The program recently completed its pilot phase and is now “open for business” and happy to collaborate with any Vanderbilt-affiliated lab or researcher. It provides collaborators access to four central types of facilities and expertise. The first is a collaboration with the Personalized Structural Biology initiative led by Meiler and Capra, which provides expertise in computational biology and determination of protein structure. The other three include facilities for protein expression and purification, biochemical and functional analysis, and zebrafish animal models. Interested faculty, students, or postdocs can contact the program directly through its website.

When working together pays off

Photo of Hassane Mchaourab, left, wearing a short-sleeve shirt and holding a paper. Ruojing Zhang, right, wearing a pink top, looks on.
Mchaourab, left, discusses data with postdoc Ruojing Zhang, right. Photo by Jamie McCormick.

Already the MBGD program has produced impressive results. A collaboration with Professor of Molecular Physiology and Biophysics Richard O’Brien, for instance, is investigating G6PC1, a membrane-embedded enzyme that is linked to glycogen storage disorders. These disorders are characterized by abnormal storage or use of sugar that can cause a wide spectrum of health issues, most commonly affecting the liver and muscles. The Mchaourab and O’Brien labs, in an effort spearheaded by Derek Claxton, research assistant professor of molecular physiology and biophysics, were the first to purify G6PC1 in its functional form and are now performing experiments to figure out exactly what its function is and the impact of various mutations. They are also using cryo-electron microscopy, which uses an electron stream instead of light to visualize a frozen sample, to determine its precise structure.
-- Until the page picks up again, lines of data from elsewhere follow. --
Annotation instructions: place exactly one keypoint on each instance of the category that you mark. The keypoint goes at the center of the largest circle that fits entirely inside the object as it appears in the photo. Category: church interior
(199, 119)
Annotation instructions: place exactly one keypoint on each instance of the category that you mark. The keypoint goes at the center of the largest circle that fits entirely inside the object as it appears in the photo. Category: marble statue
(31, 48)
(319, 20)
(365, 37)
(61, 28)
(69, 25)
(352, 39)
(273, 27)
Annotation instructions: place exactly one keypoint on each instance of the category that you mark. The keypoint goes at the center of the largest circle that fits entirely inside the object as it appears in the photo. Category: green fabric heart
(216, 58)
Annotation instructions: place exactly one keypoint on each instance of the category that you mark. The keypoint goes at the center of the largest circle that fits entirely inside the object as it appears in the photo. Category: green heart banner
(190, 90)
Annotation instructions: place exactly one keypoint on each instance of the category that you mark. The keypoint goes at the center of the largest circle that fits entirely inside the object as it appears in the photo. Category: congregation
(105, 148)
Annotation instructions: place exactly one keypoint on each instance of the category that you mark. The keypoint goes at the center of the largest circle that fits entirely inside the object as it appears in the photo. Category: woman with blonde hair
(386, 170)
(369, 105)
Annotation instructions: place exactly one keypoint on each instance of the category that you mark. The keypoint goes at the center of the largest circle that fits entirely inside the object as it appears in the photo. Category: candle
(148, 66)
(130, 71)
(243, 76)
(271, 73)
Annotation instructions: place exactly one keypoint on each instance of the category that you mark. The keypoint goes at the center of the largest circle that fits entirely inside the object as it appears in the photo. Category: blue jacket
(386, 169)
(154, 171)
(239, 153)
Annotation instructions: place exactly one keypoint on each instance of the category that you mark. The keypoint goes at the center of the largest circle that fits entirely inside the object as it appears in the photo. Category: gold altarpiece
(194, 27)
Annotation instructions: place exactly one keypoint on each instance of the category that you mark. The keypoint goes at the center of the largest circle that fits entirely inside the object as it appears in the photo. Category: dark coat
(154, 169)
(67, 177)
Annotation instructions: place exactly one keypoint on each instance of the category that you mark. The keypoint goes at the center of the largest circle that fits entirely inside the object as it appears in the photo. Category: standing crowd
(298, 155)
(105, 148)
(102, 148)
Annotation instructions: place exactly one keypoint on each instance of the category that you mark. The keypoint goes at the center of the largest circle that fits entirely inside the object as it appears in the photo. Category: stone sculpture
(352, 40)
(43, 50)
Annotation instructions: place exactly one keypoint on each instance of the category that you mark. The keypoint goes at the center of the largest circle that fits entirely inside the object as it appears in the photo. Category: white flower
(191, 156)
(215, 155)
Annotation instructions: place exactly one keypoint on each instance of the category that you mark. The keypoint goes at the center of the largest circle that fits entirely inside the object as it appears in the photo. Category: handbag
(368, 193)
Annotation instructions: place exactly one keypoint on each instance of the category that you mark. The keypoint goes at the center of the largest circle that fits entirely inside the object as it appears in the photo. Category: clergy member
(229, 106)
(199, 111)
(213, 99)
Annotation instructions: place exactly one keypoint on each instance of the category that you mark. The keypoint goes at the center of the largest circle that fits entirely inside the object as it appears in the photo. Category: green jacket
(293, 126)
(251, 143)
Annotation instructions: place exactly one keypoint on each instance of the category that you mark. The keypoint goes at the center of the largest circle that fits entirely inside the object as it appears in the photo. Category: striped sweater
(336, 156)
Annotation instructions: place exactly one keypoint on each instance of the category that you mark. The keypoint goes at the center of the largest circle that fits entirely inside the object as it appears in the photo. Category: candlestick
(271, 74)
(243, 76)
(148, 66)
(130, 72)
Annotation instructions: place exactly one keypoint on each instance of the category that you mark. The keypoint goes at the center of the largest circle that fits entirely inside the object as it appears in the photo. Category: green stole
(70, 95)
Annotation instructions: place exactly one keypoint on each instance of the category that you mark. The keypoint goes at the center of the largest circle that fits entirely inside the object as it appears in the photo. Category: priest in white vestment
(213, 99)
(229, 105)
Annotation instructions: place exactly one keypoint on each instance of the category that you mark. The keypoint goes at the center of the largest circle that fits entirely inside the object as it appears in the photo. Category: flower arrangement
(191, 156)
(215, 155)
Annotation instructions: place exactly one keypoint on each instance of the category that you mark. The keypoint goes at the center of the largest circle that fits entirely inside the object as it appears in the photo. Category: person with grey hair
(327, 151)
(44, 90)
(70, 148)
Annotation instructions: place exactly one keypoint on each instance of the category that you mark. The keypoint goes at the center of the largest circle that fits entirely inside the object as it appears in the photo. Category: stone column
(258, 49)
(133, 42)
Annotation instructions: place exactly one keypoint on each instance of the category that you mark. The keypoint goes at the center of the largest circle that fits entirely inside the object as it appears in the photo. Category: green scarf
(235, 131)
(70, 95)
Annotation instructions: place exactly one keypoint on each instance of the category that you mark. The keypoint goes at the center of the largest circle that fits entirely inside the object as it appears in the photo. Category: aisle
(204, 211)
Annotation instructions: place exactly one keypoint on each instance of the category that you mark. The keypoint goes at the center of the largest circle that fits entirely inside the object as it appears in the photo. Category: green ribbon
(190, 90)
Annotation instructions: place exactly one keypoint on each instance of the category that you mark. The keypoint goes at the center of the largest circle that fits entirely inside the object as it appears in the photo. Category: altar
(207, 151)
A second collaboration with Galli, who is now a professor of surgery and director of the Center for Inter-systemic Networks and Enteric Medical Advances at the University of Alabama at Birmingham, is enabling study into a mutation in the dopamine transporter associated with infantile parkinsonism, which is a rare neurological condition that appears during infancy that causes tremors, movement difficulties, and global developmental delays.
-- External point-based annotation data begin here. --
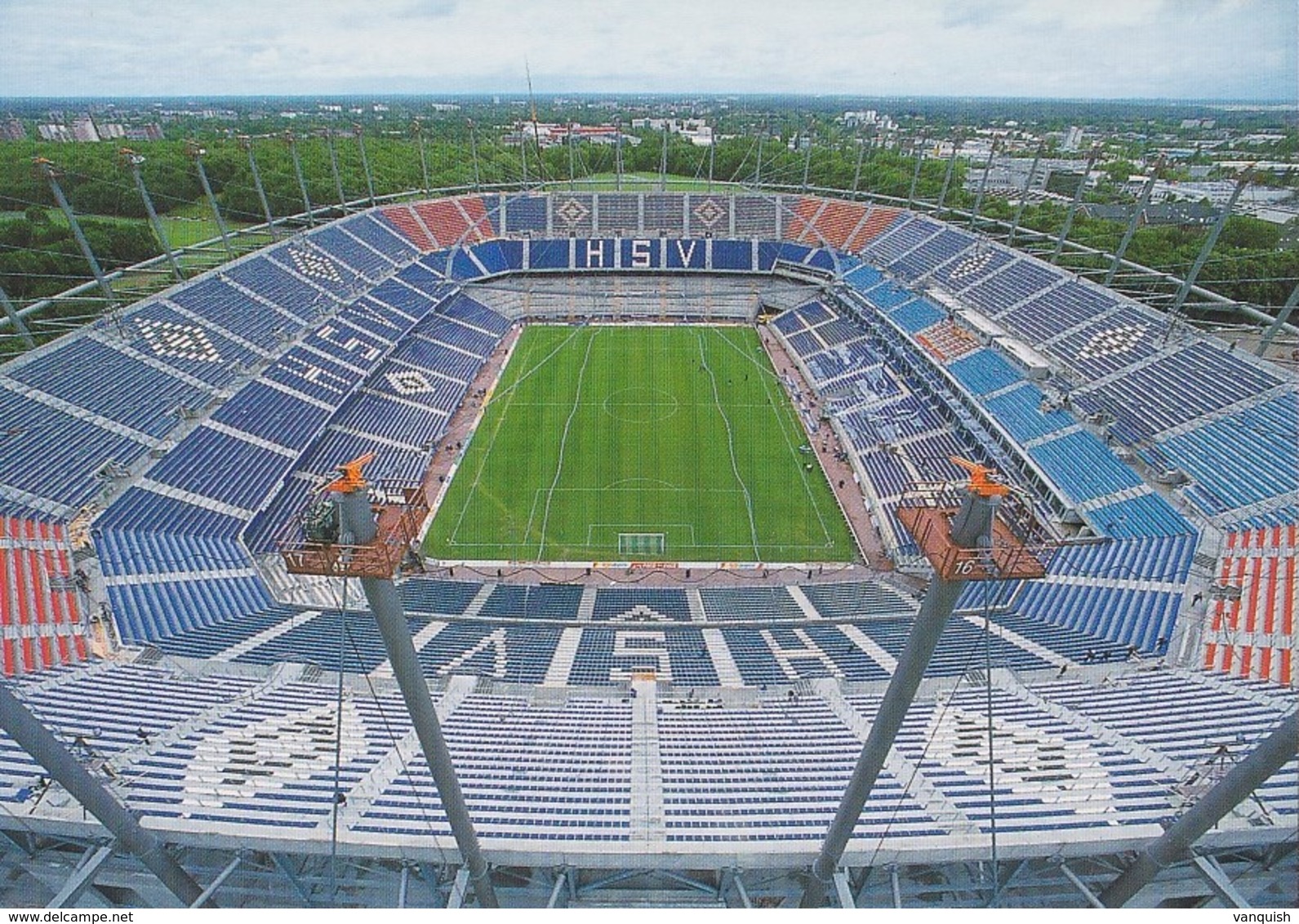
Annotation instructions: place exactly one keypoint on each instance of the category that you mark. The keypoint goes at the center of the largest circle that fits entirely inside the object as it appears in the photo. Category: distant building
(83, 129)
(1182, 215)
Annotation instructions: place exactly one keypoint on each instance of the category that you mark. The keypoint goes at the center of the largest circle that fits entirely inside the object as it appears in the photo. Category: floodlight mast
(964, 541)
(31, 735)
(371, 552)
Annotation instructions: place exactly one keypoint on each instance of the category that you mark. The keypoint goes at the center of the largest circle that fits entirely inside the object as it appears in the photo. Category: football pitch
(611, 442)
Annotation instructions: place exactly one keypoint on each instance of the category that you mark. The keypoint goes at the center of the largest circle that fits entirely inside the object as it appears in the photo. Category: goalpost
(632, 544)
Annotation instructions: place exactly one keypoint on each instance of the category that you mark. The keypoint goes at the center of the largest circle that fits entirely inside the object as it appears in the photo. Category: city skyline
(1175, 50)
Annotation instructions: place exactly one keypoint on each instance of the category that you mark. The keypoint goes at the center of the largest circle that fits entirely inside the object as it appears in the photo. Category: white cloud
(1181, 48)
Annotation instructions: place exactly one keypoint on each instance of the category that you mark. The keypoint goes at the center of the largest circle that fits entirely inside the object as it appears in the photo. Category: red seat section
(41, 624)
(1255, 636)
(446, 221)
(476, 211)
(800, 221)
(877, 222)
(406, 221)
(837, 222)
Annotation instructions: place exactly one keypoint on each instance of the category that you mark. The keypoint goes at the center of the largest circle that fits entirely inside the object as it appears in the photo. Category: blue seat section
(443, 597)
(54, 455)
(272, 414)
(349, 344)
(112, 384)
(1079, 646)
(1039, 756)
(113, 709)
(815, 313)
(235, 312)
(755, 217)
(864, 277)
(193, 347)
(380, 321)
(308, 373)
(1212, 721)
(888, 296)
(821, 257)
(711, 792)
(578, 792)
(1057, 310)
(492, 257)
(145, 532)
(784, 655)
(380, 237)
(834, 332)
(460, 335)
(354, 255)
(984, 370)
(523, 213)
(806, 343)
(972, 268)
(465, 266)
(1232, 464)
(733, 255)
(1083, 468)
(207, 642)
(336, 446)
(760, 604)
(266, 763)
(1160, 558)
(400, 296)
(1120, 614)
(1017, 282)
(1020, 411)
(903, 237)
(665, 211)
(1145, 515)
(641, 604)
(518, 653)
(856, 600)
(162, 606)
(960, 648)
(549, 255)
(327, 637)
(936, 251)
(1177, 389)
(790, 322)
(918, 314)
(277, 284)
(463, 308)
(428, 353)
(612, 655)
(222, 468)
(533, 601)
(1123, 336)
(398, 420)
(425, 278)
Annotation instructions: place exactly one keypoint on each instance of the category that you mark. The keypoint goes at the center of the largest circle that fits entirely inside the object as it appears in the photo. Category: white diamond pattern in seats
(409, 382)
(572, 211)
(1112, 341)
(972, 265)
(312, 264)
(641, 614)
(266, 756)
(1032, 762)
(182, 341)
(708, 213)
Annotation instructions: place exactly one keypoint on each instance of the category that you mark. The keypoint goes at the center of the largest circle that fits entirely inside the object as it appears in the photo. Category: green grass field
(603, 431)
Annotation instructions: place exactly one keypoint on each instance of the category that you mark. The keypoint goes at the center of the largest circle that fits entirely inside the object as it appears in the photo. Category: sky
(1035, 48)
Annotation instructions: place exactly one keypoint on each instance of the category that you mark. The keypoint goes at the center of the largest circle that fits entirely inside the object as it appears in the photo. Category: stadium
(656, 459)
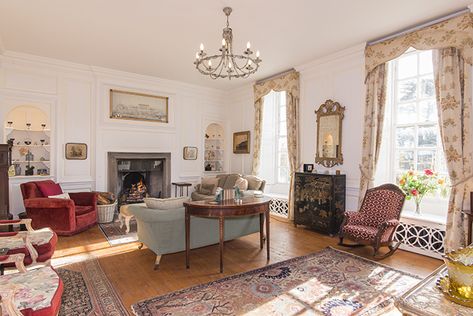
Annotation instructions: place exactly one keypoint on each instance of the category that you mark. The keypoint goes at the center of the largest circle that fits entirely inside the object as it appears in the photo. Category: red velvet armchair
(65, 216)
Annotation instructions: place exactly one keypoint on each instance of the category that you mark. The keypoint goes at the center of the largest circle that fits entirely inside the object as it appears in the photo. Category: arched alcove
(27, 128)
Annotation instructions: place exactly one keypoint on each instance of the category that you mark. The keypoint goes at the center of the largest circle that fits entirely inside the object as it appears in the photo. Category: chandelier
(226, 64)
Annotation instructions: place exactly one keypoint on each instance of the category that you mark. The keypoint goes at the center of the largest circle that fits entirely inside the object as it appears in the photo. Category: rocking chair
(376, 221)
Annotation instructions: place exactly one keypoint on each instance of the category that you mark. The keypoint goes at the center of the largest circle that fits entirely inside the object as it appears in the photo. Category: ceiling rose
(226, 64)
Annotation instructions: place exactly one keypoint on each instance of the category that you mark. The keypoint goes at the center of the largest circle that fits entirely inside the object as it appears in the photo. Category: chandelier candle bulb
(227, 63)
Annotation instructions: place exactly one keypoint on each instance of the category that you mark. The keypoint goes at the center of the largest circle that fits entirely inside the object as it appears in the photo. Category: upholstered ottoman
(125, 215)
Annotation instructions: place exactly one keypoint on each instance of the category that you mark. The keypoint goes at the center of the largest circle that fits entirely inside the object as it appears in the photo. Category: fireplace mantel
(114, 173)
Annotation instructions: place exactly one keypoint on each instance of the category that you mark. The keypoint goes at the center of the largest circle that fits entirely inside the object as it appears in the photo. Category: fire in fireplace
(134, 188)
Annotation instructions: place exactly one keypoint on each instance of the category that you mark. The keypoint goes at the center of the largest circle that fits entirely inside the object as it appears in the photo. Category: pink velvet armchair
(65, 216)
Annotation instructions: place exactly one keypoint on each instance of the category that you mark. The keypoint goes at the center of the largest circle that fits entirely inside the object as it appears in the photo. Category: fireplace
(135, 176)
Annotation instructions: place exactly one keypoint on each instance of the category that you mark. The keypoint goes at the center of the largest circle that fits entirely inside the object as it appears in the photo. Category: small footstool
(125, 216)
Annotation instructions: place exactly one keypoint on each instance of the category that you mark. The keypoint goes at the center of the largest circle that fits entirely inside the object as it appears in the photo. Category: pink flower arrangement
(416, 185)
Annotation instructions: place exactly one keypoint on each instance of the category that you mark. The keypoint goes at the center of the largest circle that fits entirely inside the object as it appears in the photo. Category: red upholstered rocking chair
(65, 217)
(376, 221)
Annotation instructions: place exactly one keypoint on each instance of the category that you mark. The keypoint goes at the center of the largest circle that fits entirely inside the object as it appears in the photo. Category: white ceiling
(160, 37)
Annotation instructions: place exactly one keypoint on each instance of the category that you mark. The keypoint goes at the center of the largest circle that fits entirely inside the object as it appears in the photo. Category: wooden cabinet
(4, 165)
(319, 201)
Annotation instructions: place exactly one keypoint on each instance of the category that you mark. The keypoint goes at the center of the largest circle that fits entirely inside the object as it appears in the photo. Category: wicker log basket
(106, 206)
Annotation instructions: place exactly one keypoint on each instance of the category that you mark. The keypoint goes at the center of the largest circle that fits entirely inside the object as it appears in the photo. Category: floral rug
(116, 235)
(87, 291)
(329, 282)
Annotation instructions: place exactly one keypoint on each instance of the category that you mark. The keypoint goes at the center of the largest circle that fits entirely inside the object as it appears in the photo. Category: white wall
(76, 97)
(338, 77)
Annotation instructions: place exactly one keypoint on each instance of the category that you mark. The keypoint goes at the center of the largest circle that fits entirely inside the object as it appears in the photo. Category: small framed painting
(241, 142)
(125, 105)
(76, 151)
(190, 153)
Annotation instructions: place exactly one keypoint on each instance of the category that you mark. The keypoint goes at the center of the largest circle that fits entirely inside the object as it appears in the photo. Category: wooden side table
(228, 208)
(181, 186)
Normally the dopamine transporter tightly controls the flow of ions (electrically charged atoms) in and out of the cell. Structural analyses by the researchers showed that the mutation makes the protein unable to regulate that flow, so that ions move in and out at random. When expressed in a fruit fly model, the mutation produces flies with abnormal wing function, resembling the movement difficulties caused by the disease. The researchers were even able to use that model to identify a potential treatment: chloroquine, an antimalarial drug. These findings were recently published in eLIFE.

According to Mchaourab, participating in these interdisciplinary projects and establishing the MBGD program has benefited his own lab by encouraging them to “think outside the box.” The MBGD program is an example of a collaborative effort that brings together experts from many different points along the continuum of bench-to-bedside—and as the early results show, this can be a very powerful approach.